Mon ami Édouard Ferrand, parce que je le connais depuis longtemps, il fait partie aussi de ces cadres, de cette génération du Front National que j'ai voulu pousser. On a une génération qui s'est beaucoup investie, qui sont encore des jeunes candidats, mais des jeunes candidats avec beaucoup d'expérience, qui ont déjà un investissement sur un assez long temps derrière eux, et qui ont envie, envie d'arriver aux responsabilités, envie de diriger, envie et prêts à prendre le pouvoir, le pouvoir municipal demain, peut-être départemental plus tard ou régional, c'est en tout cas tout ce que je vous souhaite.
Donc, tous ces éléments me permettent d'envisager, évidemment, l'élection avec beaucoup de tranquillité d'esprit. Je pense que les campagnes dont nous sommes victimes aujourd'hui, personne n'est dupe, sont en puissance à la hauteur de l'importance des scores prévisibles du Front National. Plus nous montons dans les sondages, plus les attaques se font dure et injuste, c'est pas grave.

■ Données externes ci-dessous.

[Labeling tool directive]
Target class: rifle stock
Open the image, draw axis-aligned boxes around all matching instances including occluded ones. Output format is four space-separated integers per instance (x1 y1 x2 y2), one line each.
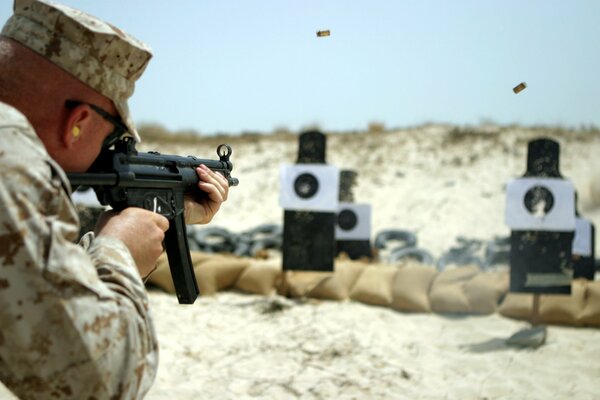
67 138 238 304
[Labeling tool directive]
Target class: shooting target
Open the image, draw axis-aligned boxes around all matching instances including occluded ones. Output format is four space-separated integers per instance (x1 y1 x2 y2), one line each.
335 203 371 240
505 177 575 232
573 217 592 256
279 164 340 212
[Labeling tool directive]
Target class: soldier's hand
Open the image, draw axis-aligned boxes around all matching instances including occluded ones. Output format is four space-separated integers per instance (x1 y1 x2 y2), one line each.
184 165 229 224
95 207 169 278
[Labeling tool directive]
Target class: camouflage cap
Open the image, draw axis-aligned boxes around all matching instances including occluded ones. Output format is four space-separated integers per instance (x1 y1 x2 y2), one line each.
2 0 152 141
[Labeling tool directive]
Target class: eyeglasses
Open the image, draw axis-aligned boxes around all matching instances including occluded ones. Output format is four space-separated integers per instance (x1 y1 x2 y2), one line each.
65 100 129 148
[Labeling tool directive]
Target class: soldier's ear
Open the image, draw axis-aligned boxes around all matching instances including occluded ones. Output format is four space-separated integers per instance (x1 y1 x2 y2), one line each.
61 104 92 149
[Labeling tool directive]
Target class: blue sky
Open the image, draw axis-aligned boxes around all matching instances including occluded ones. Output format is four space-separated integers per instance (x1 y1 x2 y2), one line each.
0 0 600 134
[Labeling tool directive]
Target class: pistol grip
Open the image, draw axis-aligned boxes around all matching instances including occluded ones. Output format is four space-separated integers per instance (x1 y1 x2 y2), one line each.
165 212 200 304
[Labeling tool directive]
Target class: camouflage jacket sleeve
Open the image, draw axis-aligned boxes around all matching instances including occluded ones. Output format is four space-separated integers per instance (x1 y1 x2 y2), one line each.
0 103 158 399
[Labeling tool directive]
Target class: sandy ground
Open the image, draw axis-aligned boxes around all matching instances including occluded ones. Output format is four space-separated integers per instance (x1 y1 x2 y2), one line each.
0 125 600 400
147 292 600 400
147 125 600 399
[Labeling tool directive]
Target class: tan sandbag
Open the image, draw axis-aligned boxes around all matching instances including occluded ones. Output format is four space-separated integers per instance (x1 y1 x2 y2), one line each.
334 260 369 293
146 251 243 295
463 271 509 314
580 281 600 326
278 271 333 297
194 255 250 296
350 265 398 306
391 261 437 312
307 257 368 301
307 274 349 301
235 260 281 295
498 279 589 326
429 265 480 314
498 293 533 321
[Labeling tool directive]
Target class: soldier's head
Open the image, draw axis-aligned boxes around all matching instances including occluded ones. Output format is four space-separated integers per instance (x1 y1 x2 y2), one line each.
0 0 152 171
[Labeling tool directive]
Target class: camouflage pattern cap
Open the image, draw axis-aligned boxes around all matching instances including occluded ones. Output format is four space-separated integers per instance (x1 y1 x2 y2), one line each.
2 0 152 141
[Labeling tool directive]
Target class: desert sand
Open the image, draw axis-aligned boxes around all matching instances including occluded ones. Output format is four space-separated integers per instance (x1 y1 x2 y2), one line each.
145 125 600 399
0 125 600 400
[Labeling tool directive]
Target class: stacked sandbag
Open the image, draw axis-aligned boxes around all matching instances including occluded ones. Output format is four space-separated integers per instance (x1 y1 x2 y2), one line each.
234 259 281 295
350 264 398 307
429 265 509 314
390 261 437 312
278 258 368 300
498 279 600 326
152 251 253 295
147 251 600 326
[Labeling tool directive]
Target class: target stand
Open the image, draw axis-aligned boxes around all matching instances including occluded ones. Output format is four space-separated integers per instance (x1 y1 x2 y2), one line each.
335 170 373 260
572 216 596 281
279 131 340 271
505 139 575 294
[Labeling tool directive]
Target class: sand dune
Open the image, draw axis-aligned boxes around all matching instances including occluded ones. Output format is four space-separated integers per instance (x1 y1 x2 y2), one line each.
0 125 600 400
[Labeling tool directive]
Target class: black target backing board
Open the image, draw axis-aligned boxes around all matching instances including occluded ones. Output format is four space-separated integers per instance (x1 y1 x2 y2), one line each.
505 138 575 294
335 202 372 260
279 130 340 271
572 217 596 281
282 210 336 271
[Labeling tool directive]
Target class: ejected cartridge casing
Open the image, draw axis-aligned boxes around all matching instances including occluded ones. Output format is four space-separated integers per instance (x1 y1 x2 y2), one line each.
513 82 527 94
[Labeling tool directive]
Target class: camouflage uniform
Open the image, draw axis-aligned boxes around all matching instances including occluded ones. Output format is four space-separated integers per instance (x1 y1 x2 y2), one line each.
0 0 158 400
0 103 157 399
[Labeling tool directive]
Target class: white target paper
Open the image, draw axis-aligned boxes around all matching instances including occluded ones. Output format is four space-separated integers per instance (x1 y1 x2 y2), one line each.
335 202 371 240
279 164 340 212
505 177 575 232
572 217 592 257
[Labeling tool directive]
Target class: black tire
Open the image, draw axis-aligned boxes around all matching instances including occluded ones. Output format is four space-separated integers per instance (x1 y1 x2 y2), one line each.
373 229 417 249
437 250 483 272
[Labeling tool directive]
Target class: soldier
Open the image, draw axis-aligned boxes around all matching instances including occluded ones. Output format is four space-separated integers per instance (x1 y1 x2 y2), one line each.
0 0 228 399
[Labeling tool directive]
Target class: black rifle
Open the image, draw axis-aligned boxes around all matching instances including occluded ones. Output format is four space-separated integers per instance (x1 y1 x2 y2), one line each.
67 137 238 304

Nous nous traçons notre sillon, nous n'avons pas peur du mal que l'on nous fait, car nous ne travaillons pas pour nous-mêmes, nous travaillons pour les habitants des villes dans lesquelles nous allons nous présenter, nous travaillons pour l'ensemble des Français qui attendent des réponses différentes de celles qui leur ont été apportées depuis 30 ans, et dont les résultats, il faut bien le dire, sont absolument pitoyables.

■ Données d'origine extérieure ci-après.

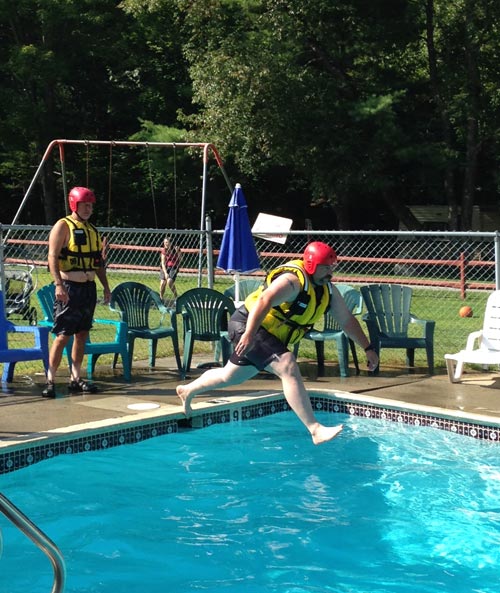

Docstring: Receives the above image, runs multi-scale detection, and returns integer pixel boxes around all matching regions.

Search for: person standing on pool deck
[177,241,378,445]
[42,187,111,398]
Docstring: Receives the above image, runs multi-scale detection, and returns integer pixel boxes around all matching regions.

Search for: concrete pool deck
[0,355,500,450]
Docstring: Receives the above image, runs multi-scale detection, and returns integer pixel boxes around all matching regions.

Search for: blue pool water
[0,413,500,593]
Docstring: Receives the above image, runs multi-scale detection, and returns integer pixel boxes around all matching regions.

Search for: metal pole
[494,231,500,290]
[198,146,208,288]
[205,214,214,288]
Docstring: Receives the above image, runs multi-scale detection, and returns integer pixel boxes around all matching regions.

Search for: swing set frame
[8,139,233,285]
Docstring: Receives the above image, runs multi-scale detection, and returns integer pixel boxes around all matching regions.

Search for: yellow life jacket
[59,216,103,272]
[245,259,332,345]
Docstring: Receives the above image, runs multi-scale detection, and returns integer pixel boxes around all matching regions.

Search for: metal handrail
[0,493,66,593]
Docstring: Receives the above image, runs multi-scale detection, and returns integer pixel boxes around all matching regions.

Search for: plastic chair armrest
[465,329,483,350]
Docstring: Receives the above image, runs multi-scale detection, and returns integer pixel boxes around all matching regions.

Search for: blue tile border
[0,393,500,475]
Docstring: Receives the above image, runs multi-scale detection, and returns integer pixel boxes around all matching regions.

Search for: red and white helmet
[68,187,95,212]
[303,241,337,274]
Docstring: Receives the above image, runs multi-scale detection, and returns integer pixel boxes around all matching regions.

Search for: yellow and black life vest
[245,259,332,345]
[59,216,103,272]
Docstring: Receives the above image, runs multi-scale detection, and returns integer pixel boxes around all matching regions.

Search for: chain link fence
[0,221,499,370]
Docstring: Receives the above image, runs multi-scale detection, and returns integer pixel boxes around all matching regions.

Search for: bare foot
[311,424,344,445]
[175,385,193,418]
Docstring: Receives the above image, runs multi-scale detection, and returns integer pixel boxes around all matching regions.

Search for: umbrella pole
[234,272,240,303]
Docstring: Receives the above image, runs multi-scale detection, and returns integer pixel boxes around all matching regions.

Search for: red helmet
[68,187,95,212]
[303,241,337,274]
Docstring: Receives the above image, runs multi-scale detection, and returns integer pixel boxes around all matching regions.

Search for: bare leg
[266,352,343,445]
[176,362,259,417]
[71,331,89,381]
[160,280,167,301]
[47,334,71,383]
[167,278,177,299]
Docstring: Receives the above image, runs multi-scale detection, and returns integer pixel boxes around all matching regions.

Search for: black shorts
[52,280,97,336]
[160,268,179,280]
[228,306,290,371]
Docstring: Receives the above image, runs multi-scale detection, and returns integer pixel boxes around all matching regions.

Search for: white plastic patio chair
[444,290,500,383]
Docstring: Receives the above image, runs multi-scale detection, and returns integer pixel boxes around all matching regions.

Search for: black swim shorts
[228,306,289,371]
[52,280,97,336]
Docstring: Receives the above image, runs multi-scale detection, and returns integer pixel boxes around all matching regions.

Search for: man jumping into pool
[177,241,378,445]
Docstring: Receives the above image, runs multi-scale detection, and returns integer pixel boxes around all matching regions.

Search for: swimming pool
[0,412,500,593]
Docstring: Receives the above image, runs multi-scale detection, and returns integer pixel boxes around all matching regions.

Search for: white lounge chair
[444,290,500,383]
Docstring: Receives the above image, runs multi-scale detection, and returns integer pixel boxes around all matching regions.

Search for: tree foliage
[0,0,500,229]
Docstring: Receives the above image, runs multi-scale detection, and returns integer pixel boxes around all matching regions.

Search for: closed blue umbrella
[217,183,260,301]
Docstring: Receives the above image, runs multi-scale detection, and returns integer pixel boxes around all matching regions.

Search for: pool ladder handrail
[0,492,66,593]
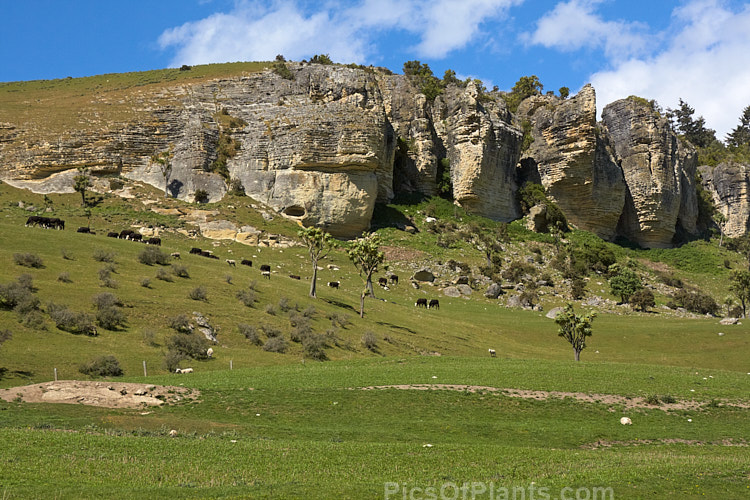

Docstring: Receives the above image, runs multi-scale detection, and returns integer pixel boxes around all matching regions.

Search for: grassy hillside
[0,62,269,138]
[0,179,750,498]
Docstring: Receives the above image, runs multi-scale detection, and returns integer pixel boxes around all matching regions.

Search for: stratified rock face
[518,85,625,240]
[434,82,523,222]
[602,98,697,248]
[700,163,750,238]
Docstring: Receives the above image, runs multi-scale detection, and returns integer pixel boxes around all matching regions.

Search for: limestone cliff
[700,163,750,238]
[602,98,698,248]
[517,85,625,240]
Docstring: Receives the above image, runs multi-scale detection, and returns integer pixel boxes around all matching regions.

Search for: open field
[0,184,750,498]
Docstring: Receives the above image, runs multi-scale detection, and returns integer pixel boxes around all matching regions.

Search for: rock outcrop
[517,85,625,240]
[602,98,698,248]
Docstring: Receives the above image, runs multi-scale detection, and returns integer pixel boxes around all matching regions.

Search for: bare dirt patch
[0,380,200,408]
[581,438,748,450]
[360,384,750,411]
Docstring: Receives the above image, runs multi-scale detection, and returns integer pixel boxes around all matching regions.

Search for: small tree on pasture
[73,167,91,207]
[348,234,385,318]
[297,227,336,298]
[609,267,643,303]
[729,271,750,318]
[555,304,596,361]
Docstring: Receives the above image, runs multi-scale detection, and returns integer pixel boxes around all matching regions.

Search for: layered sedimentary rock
[602,98,697,248]
[517,85,625,240]
[434,82,523,222]
[700,163,750,238]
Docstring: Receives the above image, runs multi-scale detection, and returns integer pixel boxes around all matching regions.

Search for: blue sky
[0,0,750,138]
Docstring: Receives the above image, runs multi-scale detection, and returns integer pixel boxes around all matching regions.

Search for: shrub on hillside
[236,288,257,307]
[138,245,170,266]
[78,356,123,377]
[630,288,656,311]
[667,289,719,316]
[362,330,378,351]
[13,253,44,269]
[47,302,96,335]
[167,314,193,333]
[93,248,115,263]
[167,333,209,359]
[188,285,208,302]
[242,323,263,345]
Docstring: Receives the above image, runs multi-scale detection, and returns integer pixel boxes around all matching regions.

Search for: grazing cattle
[260,264,271,280]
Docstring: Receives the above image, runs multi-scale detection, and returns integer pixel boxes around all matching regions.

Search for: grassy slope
[0,62,268,138]
[0,181,750,498]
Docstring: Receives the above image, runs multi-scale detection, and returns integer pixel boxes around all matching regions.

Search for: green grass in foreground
[0,358,750,498]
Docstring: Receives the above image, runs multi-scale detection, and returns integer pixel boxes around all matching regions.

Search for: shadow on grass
[377,321,417,333]
[323,299,359,314]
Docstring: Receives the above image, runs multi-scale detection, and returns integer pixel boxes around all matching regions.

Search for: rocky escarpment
[0,63,732,243]
[602,98,698,248]
[517,85,626,240]
[700,163,750,238]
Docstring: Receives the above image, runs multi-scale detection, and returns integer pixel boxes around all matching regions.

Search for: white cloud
[159,0,524,65]
[591,0,750,139]
[522,0,650,59]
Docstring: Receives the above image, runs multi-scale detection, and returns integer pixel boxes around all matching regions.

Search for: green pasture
[0,184,750,499]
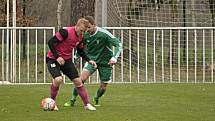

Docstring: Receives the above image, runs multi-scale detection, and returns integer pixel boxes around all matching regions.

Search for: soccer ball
[41,98,55,111]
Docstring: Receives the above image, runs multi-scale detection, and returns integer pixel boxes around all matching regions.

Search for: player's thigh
[83,62,96,75]
[98,67,112,83]
[46,58,61,78]
[61,60,79,81]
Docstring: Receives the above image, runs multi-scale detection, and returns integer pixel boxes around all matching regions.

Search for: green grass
[0,84,215,121]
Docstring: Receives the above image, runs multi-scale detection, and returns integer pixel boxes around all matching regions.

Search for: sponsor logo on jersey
[51,63,56,68]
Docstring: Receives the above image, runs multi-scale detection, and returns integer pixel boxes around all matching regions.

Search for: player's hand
[57,57,65,66]
[108,57,117,66]
[89,60,97,68]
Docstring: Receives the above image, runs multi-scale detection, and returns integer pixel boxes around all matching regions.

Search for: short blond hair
[76,18,89,27]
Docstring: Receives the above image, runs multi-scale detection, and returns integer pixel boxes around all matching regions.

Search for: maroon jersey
[47,26,83,60]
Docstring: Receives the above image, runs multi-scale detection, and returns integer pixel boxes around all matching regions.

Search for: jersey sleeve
[106,31,122,59]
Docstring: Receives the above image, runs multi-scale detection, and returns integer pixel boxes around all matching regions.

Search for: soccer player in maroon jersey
[47,18,97,110]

Pendant que le Parti Socialiste tourne en rond autour de l'antiracisme, qui est la seule idée qu'ils aient jamais réussie dans les années 80 ou 90, pendant que l'UMP monte des magouilles absolument minables pour tenter de salir l'image du Front National, et bien nous, nous avançons. J'ai rencontré tout à l'heure les viticulteurs, nous avons évoqué avec eux leurs difficultés. J'étais il y a deux jours dans les alentours de Brest, où j'ai rencontré les salariés de Gade, où j'ai rencontré les salariés de Tilsapco.

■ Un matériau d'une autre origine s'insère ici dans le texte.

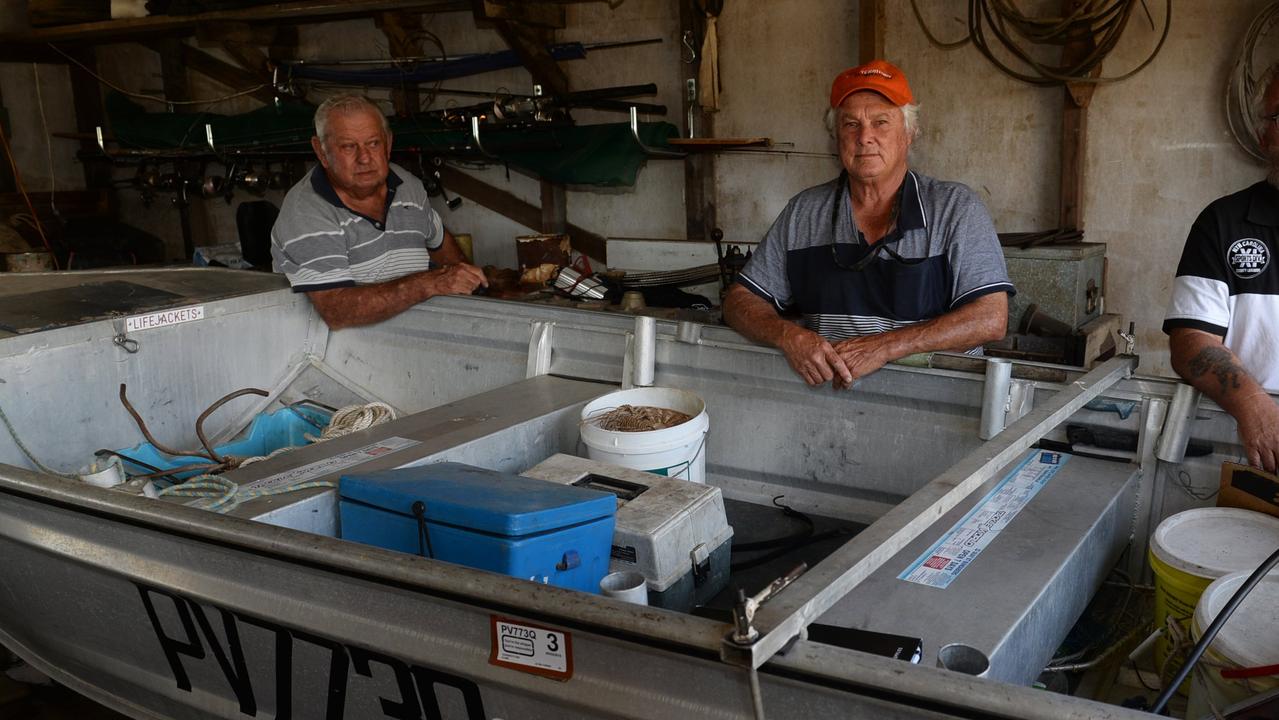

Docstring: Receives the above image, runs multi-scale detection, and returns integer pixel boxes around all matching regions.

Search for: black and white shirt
[271,165,444,293]
[738,171,1016,350]
[1164,182,1279,391]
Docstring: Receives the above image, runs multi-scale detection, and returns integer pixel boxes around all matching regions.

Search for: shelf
[666,138,773,151]
[0,0,471,61]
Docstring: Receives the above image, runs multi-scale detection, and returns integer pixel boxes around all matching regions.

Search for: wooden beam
[223,40,271,82]
[1058,0,1101,230]
[494,20,569,96]
[541,179,568,233]
[0,0,471,52]
[857,0,888,65]
[440,165,609,262]
[196,20,275,47]
[678,0,718,240]
[373,13,422,118]
[70,47,111,191]
[178,42,275,105]
[0,88,18,193]
[476,0,565,29]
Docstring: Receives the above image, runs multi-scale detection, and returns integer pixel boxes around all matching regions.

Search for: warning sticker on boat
[124,304,205,333]
[240,437,422,492]
[897,451,1071,590]
[489,615,573,680]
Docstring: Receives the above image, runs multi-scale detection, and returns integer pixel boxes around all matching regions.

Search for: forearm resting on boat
[835,293,1008,368]
[307,262,489,330]
[724,285,853,385]
[1168,327,1279,472]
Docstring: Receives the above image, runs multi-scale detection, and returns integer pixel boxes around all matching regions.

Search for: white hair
[316,93,391,145]
[825,102,920,139]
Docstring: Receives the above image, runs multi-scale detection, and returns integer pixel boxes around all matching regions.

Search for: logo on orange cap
[830,60,914,107]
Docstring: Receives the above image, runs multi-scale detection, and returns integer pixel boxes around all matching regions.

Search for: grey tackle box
[521,454,733,611]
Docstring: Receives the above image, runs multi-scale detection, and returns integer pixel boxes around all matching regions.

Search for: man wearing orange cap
[724,60,1014,387]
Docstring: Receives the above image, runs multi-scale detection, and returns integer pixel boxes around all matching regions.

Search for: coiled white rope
[152,403,396,513]
[1225,3,1279,162]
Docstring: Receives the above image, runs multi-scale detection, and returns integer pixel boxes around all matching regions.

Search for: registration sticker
[489,615,573,680]
[897,451,1071,590]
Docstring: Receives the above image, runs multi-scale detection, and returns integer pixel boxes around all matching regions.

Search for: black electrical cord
[729,528,848,573]
[733,495,816,552]
[1150,550,1279,715]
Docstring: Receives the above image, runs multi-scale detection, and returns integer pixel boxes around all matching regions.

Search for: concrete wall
[0,0,1267,373]
[885,0,1273,375]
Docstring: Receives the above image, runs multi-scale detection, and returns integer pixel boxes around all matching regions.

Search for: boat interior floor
[706,496,866,610]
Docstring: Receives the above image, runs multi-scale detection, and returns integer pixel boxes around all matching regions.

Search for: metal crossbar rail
[720,356,1137,668]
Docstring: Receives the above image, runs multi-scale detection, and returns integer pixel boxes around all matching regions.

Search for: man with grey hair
[1164,64,1279,472]
[724,60,1014,387]
[271,95,487,330]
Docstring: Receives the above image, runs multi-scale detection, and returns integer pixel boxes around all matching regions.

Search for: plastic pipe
[631,315,657,387]
[977,358,1013,440]
[1155,384,1201,463]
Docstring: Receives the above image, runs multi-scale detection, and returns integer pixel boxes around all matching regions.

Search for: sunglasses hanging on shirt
[830,171,927,272]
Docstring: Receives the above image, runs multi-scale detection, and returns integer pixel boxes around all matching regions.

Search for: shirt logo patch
[1225,238,1270,280]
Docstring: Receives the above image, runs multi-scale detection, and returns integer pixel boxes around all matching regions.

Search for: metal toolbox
[523,454,733,611]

Nous sommes au centre des préoccupations des Français, nous apportons des réponses aux vrais problèmes de notre pays, le chômage, l'effondrement du pouvoir d'achat, l'augmentation de la fiscalité, la politique d'austérité menée par l'Union Européenne, la concurrence internationale déloyale auxquelles sont soumis nos salariés, nos agricultures, les futurs projets européens, comme l'accord de libre-échange avec les États-Unis, l'insécurité qui ne fait peut-être pas la une des journaux, mais qui fait la une des préoccupations des Français, parce qu'elle se multiplie, elle se développe dans des proportions qui sont profondément inquiétantes, y compris au fin fond des campagnes qui jusqu'à présent étaient préservées.
Nous sommes exactement là où nous devons être avec les Français, au plus près de leurs préoccupations.
Peut-être que nous n'avons pas toute la crème du show business payée par les contribuables, mais encore une fois, nous sommes là où nous devons être, à vos côtés, aux côtés des Français pour leur apporter des réponses, avec un très grand espoir de voir des résultats municipales qui seront probablement historiquement hauts pour notre mouvement, mais également juste après, car il ne faut pas oublier, c'est important, des Européennes, où les scores seront très probablement également historiquement hauts pour notre mouvement, puisque un certain nombre d'études d'opinion nous donnent même la possibilité d'arriver en tête lors de ces élections européennes.
C'est notre objectif, et c'est vers cet objectif-là que nous nous avançons tranquillement, encore une fois, sereinement, la frange tranquille en quelque sorte.